Квартира в доходном доме княгини С. Г. Волконской, которую снимало семейство Пушкиных
В столовой собралось почти все семейство Пушкиных — Лев Пушкин в неизменном щеголеватом костюме английского кроя, Наталья Пушкина с сестрами Катериной и Александрой. Празднично сервирован овальный стол, много роскошной фарфоровой посуды. В воздухе витают соблазнительные ароматы пряного французского супа, жареной крольчатины, тушеного лосося, нежнейшего паштета из гусиной печени, ядреных соленых огурчиков и моченых яблок, пирогов с картошкой и грибами, и многой другой вкуснятины.
Но никаким праздником здесь «не пахло», скорее уж обратным — несчастьем или трагедией. Собравшиеся хранили упорное молчание, стараясь не смотреть друг на друга. На лицах застыла печаль, а у кого-то и страх. Никто не тянулся к закускам, вилки и ложки оставались строго на своих местах. Лишь Лев то и дело прикладывался к бокалу с красным вином, заглушая тяжесть внутри себя.
— Ситуация, прости Господи, — наконец, нарушил молчание Лев, опустошив очередной бокал. Услышав его возглас, женщины вздрогнули. — Что же теперь с нами будет?
Основания для беспокойства и тревоги, а то и страха, у них, и правда, имелись. Ведь, за какие-то сутки их вполне благополучное настоящее и сияющее будущее превратилось в ничто, разрушившись до самого основания. Женский салон модной одежды, в который было вложено много усилий, времени и средств, скомпрометирован и закрыт, и вряд ли теперь когда-то откроется. Отозвано разрешение на печатание газет, на которые семейство Пушкиных возлагало огромные надежды в деле улучшения своего благосостояния. Получено уведомление о запрете проведения в Санкт-Петербурге лотерей всех видов и наименований. Словом, был у них полноводный золотой ручей, а теперь, вообще, ничего не осталось.
— Как теперь жить-то будем?
Страшнее будущего безденежья было другое обстоятельство — немилость власти. По городу пошел страшный слух, что Александр Сергеевич вновь оказался в опале у императора и всего Двора. Даже поговаривали, что полицейские и жандармы особый приказ получили за всеми Пушкинами с особым пристрастием надзирать.

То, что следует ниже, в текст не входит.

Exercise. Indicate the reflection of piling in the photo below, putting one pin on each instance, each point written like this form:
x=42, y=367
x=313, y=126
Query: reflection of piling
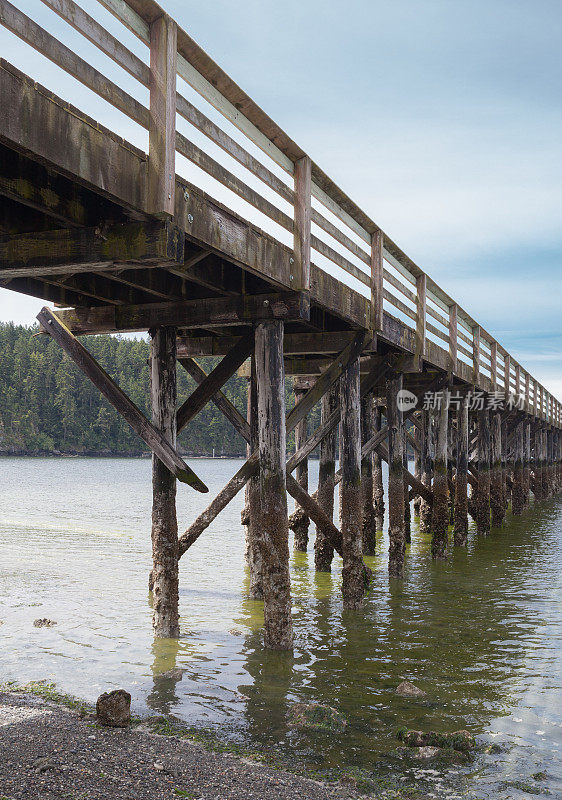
x=440, y=511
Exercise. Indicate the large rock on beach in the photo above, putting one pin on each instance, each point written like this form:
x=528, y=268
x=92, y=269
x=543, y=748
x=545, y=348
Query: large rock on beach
x=114, y=708
x=463, y=741
x=316, y=716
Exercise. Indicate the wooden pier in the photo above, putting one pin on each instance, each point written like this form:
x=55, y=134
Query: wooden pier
x=281, y=275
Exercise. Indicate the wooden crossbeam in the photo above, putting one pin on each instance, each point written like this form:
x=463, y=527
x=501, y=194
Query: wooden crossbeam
x=294, y=344
x=202, y=313
x=299, y=412
x=219, y=399
x=119, y=400
x=376, y=374
x=215, y=380
x=75, y=250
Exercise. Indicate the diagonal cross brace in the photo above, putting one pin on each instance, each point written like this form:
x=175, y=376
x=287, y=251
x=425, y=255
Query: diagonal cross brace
x=301, y=409
x=119, y=400
x=219, y=399
x=215, y=380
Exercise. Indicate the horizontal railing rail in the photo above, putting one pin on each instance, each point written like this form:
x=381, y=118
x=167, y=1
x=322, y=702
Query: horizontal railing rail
x=197, y=111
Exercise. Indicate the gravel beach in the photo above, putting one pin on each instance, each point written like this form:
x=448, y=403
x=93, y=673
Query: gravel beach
x=50, y=752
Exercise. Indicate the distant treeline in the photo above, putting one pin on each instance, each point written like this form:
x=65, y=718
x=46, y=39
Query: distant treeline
x=47, y=405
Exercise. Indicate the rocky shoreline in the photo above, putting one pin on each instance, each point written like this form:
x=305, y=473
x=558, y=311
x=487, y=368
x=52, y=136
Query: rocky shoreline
x=50, y=752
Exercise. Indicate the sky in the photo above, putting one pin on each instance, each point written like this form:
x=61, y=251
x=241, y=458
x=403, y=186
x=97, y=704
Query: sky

После такого, ни у кого не было никаких сомнений, что их семейство станет изгоями в своем же собственном городе. Знакомые и друзья, опасаясь последствий, забудут к ним дорогу. Хорошо, если на улице здороваться не перестанут, а тои, как звать забудут.
— Спаси и помилуй, — еле слышно прошептала Наталья, с мольбой глядя на медальон с иконкой в своих руках. — Огради нас от всего плохого… Помоги Сашеньки что-нибудь придумать. Боженька, пожалуйста…
Санкт-Петербург, набережная Мойки, 12.
Квартира в доходном доме княгини С. Г. Волконской, которую снимало семейство Пушкиных
Пушкин вышел из своего кабинета уверенным шагом с гордо поднятой головой, словно охотник, а не загнанный в угол зверь. Одному только Богу было известно, каких трудов ему стоило так держаться, и ничем себя не выдать.
— Держись, Санька, держись. Чтобы ладони в кулак, глаза наглые, на губах улыбка, — шептал Александр, шагая по коридору в сторону столовой, куда он попросил собраться своих близких. — Пусть видят, что есть выход, что все под контролем. Ведь, ты главный в этой стае…
Глубоко вздохнул и быстрым шагом прошел оставшуюся часть коридора, выйдя в столовую совсем другим человеком. Резко остановился у стола, громко притопнув ногой.
— Ну, чего траурные лица? Чего приуныли? — Пушкин на каждом остановил свой взгляд, а Наталье даже подмигнул. — Ничего же страшного не случилось. Подумаешь, разорвали аренду, и пришлось закрыть магазин. Через неделю или две откроете новый салон, ещё лучше прежнего. Лев, с твоими газетами дело ещё проще! Как всё поутихнет, совсем другие газеты делать начнём. Попомните, моё слово, всё именно так и будет.
Однако особенного эффекта его слова не произвели. Судя по лицам сидевших лучше им не стало, уверенности точно не прибавилось.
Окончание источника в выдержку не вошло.